There is also some truth in saying that all a computer does is read data from memory, perform calculations (add, multiply, etc.) on the data, and then write the results back to memory. Another thing a computer can do is test the data (that is, determine whether a number is zero and whether its sign is positive or negative) and then execute one of two alternative instruction streams based on the test results.

Six basic instructions

MOV A, B copies the value of B to A; LOAD A, B copies the value of memory unit B to register A (copies data from memory to CPU) STORE A, B copies the value of register B to memory unit A (copies data from CPU to memory); ADD A, b ADD A and B, save the result to A; (Covers all data processing instructions, such as subtraction, multiplication and even the instruction that returns the maximum value of A and B) BEQ Z If the last test result is TRUE, execute the code at address Z, otherwise continue.

A register is a storage unit inside a CPU that holds data. The clock provides the pulse flow, and all internal operations are triggered by the clock pulse. A register is a storage unit used to hold one unit of data or word data. A register is usually described in terms of the number of bits of data it holds, typically 8, 16, 32, and 64 bits. Registers are not fundamentally different from word storage units in memory. The actual difference is that the registers are inside the CPU and can be accessed much faster than memory outside the CPU.

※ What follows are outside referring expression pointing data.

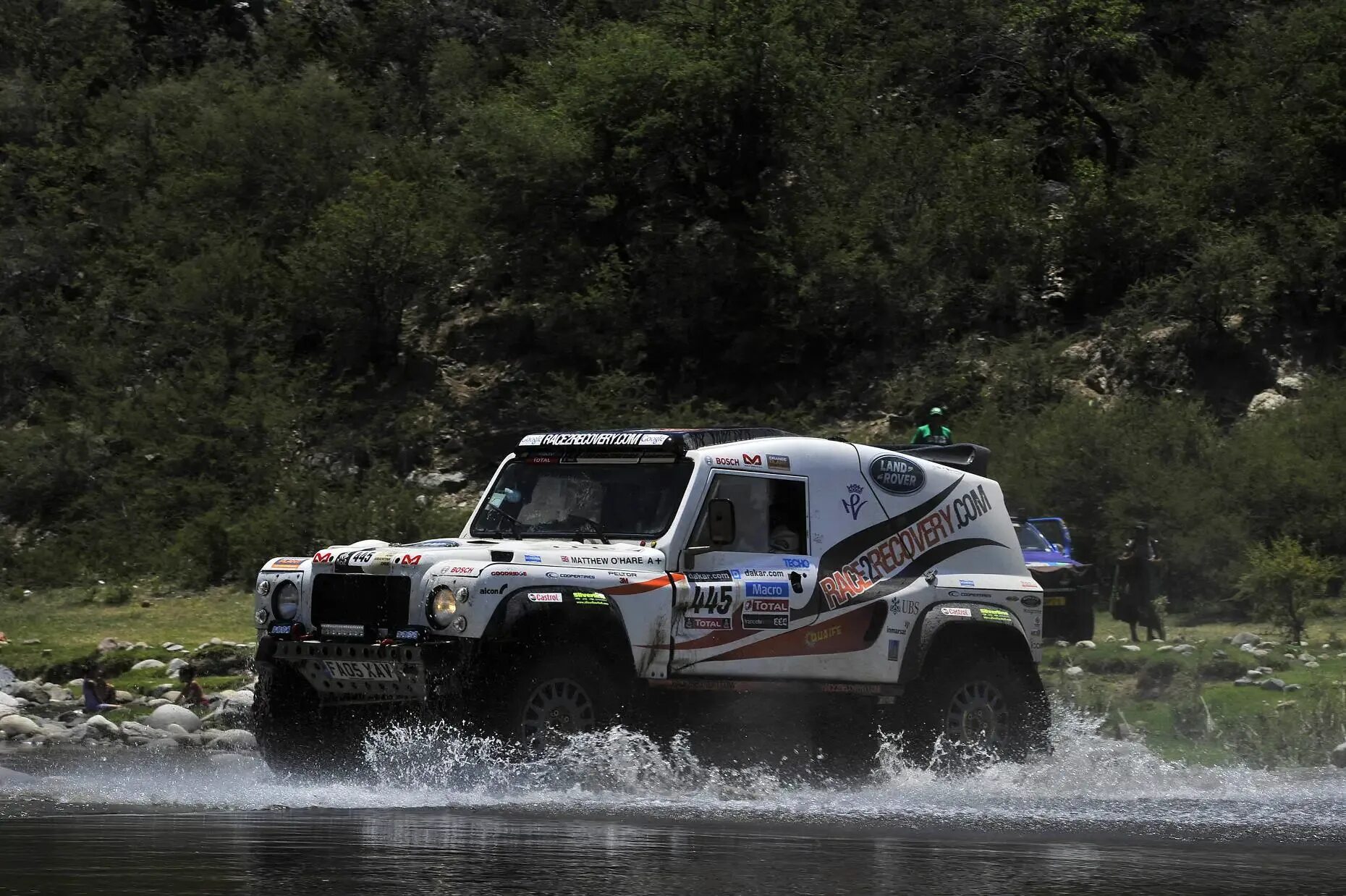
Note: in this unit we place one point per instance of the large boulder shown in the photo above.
(236, 708)
(18, 727)
(172, 714)
(162, 744)
(233, 739)
(100, 725)
(221, 659)
(134, 730)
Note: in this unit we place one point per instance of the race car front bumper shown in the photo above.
(357, 673)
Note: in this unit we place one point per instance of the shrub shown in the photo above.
(1287, 584)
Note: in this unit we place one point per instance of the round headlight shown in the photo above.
(442, 607)
(284, 600)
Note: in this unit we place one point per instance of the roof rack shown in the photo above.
(967, 457)
(679, 440)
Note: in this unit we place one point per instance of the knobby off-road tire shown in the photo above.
(1081, 620)
(294, 735)
(555, 695)
(983, 705)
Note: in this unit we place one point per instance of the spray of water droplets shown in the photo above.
(1086, 779)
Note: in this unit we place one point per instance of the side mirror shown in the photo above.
(721, 529)
(721, 523)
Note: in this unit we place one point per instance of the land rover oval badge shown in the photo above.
(897, 476)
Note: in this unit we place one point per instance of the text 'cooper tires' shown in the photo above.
(981, 706)
(556, 695)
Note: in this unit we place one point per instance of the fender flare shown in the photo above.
(933, 620)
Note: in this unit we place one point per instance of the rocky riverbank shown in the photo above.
(37, 714)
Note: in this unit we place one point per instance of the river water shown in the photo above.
(610, 813)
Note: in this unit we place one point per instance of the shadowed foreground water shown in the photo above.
(610, 814)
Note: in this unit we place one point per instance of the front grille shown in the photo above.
(357, 599)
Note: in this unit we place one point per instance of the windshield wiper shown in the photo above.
(591, 524)
(513, 523)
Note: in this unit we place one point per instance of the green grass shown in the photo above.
(70, 622)
(1188, 705)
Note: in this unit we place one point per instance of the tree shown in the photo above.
(1287, 584)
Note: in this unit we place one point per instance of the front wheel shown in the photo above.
(979, 708)
(559, 695)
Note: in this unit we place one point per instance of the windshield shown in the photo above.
(598, 499)
(1031, 540)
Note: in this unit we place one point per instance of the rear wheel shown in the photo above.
(557, 695)
(978, 708)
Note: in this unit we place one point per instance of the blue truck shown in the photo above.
(1069, 587)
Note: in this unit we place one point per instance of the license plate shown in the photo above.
(361, 670)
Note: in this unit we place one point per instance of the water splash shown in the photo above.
(1086, 779)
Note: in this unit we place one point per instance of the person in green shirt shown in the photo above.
(933, 432)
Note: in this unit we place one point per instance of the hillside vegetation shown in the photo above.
(266, 266)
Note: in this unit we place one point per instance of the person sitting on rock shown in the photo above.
(98, 695)
(192, 693)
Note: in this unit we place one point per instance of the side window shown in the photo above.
(770, 515)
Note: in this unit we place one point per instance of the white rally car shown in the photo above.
(605, 573)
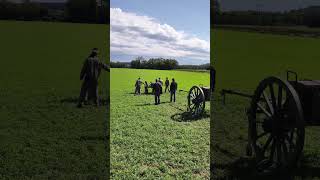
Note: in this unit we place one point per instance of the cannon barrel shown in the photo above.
(224, 92)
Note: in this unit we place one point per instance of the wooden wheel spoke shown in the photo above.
(278, 146)
(279, 104)
(264, 110)
(273, 98)
(285, 150)
(264, 148)
(273, 148)
(266, 98)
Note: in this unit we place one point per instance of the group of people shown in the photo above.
(90, 73)
(157, 88)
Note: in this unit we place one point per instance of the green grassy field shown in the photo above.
(242, 60)
(43, 135)
(151, 142)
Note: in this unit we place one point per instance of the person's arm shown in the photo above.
(83, 70)
(105, 66)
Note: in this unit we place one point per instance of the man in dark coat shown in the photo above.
(157, 91)
(161, 82)
(167, 83)
(138, 87)
(90, 75)
(173, 90)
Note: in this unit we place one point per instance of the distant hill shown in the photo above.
(53, 6)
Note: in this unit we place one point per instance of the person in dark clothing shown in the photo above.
(161, 82)
(173, 90)
(167, 83)
(90, 73)
(146, 87)
(138, 86)
(157, 91)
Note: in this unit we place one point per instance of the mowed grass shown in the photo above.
(242, 60)
(42, 133)
(151, 142)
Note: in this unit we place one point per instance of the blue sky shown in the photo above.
(266, 5)
(177, 29)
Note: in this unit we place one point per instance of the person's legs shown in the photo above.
(159, 99)
(96, 93)
(83, 92)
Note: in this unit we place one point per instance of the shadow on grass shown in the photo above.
(142, 94)
(75, 100)
(245, 168)
(151, 104)
(93, 138)
(186, 117)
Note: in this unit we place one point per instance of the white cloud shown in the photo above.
(133, 34)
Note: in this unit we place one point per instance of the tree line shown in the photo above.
(82, 11)
(156, 63)
(309, 16)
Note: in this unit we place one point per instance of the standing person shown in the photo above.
(138, 86)
(146, 87)
(157, 91)
(90, 75)
(173, 90)
(161, 82)
(167, 83)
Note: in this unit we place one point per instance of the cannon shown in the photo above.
(277, 116)
(198, 95)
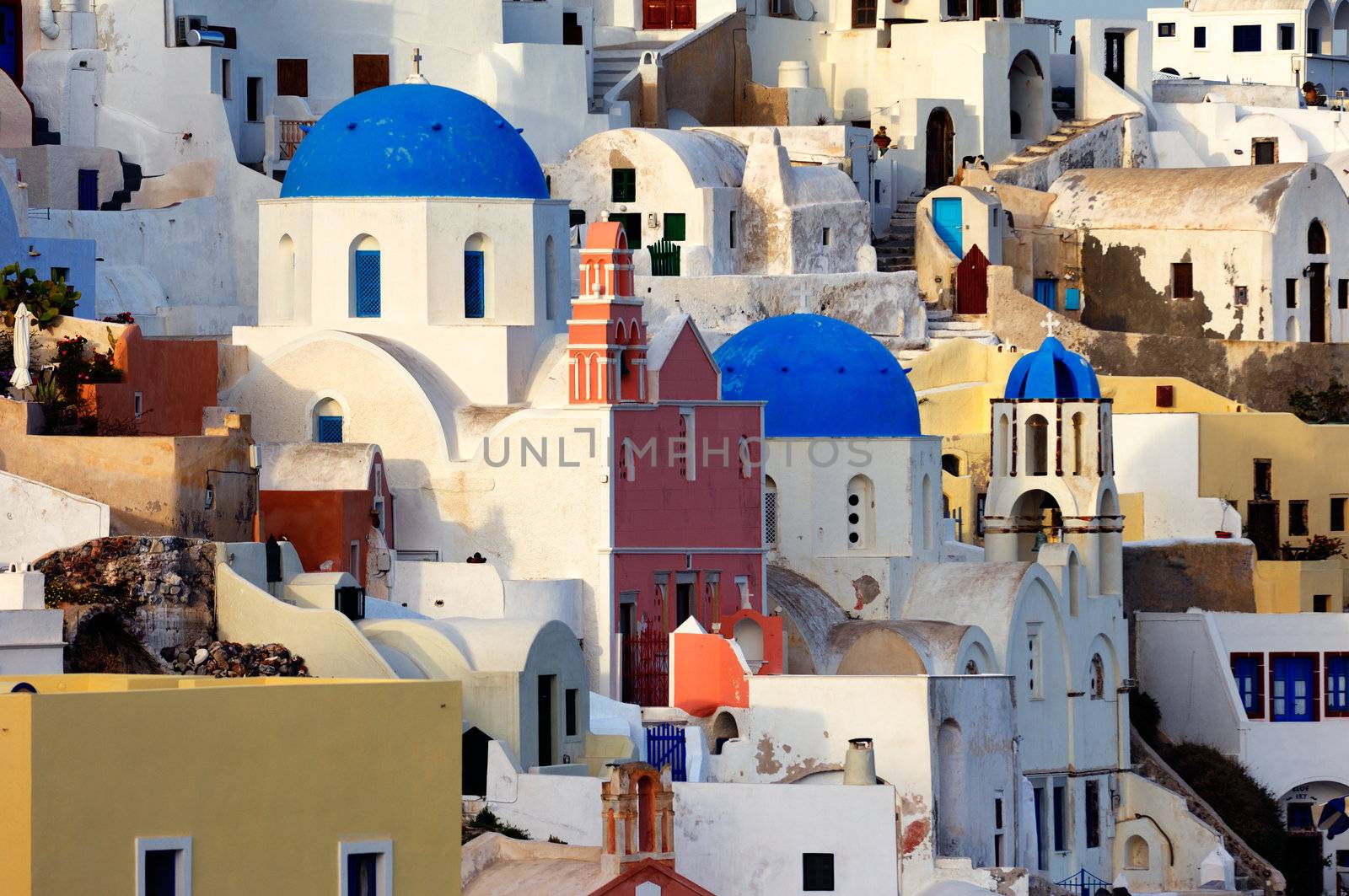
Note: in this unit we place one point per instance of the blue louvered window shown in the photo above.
(476, 285)
(368, 283)
(330, 429)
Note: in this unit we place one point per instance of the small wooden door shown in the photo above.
(661, 15)
(971, 283)
(368, 72)
(88, 190)
(292, 78)
(1319, 301)
(941, 148)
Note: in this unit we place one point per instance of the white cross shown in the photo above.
(1050, 323)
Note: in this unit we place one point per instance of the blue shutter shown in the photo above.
(330, 429)
(368, 283)
(476, 287)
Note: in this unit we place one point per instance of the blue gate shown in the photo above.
(949, 223)
(1085, 883)
(665, 747)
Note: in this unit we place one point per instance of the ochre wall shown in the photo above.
(266, 779)
(175, 379)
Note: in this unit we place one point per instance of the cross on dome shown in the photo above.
(1050, 323)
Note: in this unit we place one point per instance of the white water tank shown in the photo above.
(793, 74)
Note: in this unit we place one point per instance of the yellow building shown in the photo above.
(164, 784)
(1282, 475)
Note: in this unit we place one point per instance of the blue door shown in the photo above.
(1294, 689)
(949, 220)
(1045, 292)
(88, 190)
(10, 40)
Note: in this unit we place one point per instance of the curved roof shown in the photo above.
(312, 466)
(415, 139)
(1052, 372)
(1247, 6)
(1214, 199)
(820, 378)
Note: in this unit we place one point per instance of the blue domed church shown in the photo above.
(418, 213)
(853, 487)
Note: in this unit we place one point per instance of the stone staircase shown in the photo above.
(614, 62)
(1051, 143)
(944, 325)
(895, 249)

The clock is used to generate a stream of regularly spaced electrical pulses for the wires. They are called clocks because these electrical pulses can be used to keep time or to determine the order of all the events in a computer. For example, a processor might execute a new instruction each time a touch pulse arrives. A clock can be defined by its repetition rate or frequency. Typical computer clock frequencies range from 1MHz to 4.5ghz. A clock can also be defined by the width or duration of the clock pulse, i.e. the reciprocal of the frequency (f= 1/T). For example, the duration of a 1 MHZ clock signal is 1μs, and the duration of a IGHz clock signal is 1 x 10-9s or LNS. A 5GHz clock signal has a period of 200ps (ps= picoseconds). Light travels about 2 inches in 200ps. Digital circuits whose events are triggered by the clock signal are said to be synchronous because they are synchronized by the clock signal. Some events are asynchronous because they can happen at any time. For example, if you move the mouse, it will send a signal to the computer. This is an asynchronous event. However, the computer can detect the state of the mouse at each clock pulse, which is a synchronous event.

2.4 Computer programming languages

Code executed on a computer is represented as a string of binary ones and zeros, known as machine code. Each computer can execute only one particular machine code. Human-readable machine code (e.g. ADD R0, Time) is called assembly language. Code that runs on a completely different type of computer and has little to do with the underlying computer architecture is called a high-level language (such as C or Java). Before execution, high-level language programs must first be compiled into the computer’s native machine code.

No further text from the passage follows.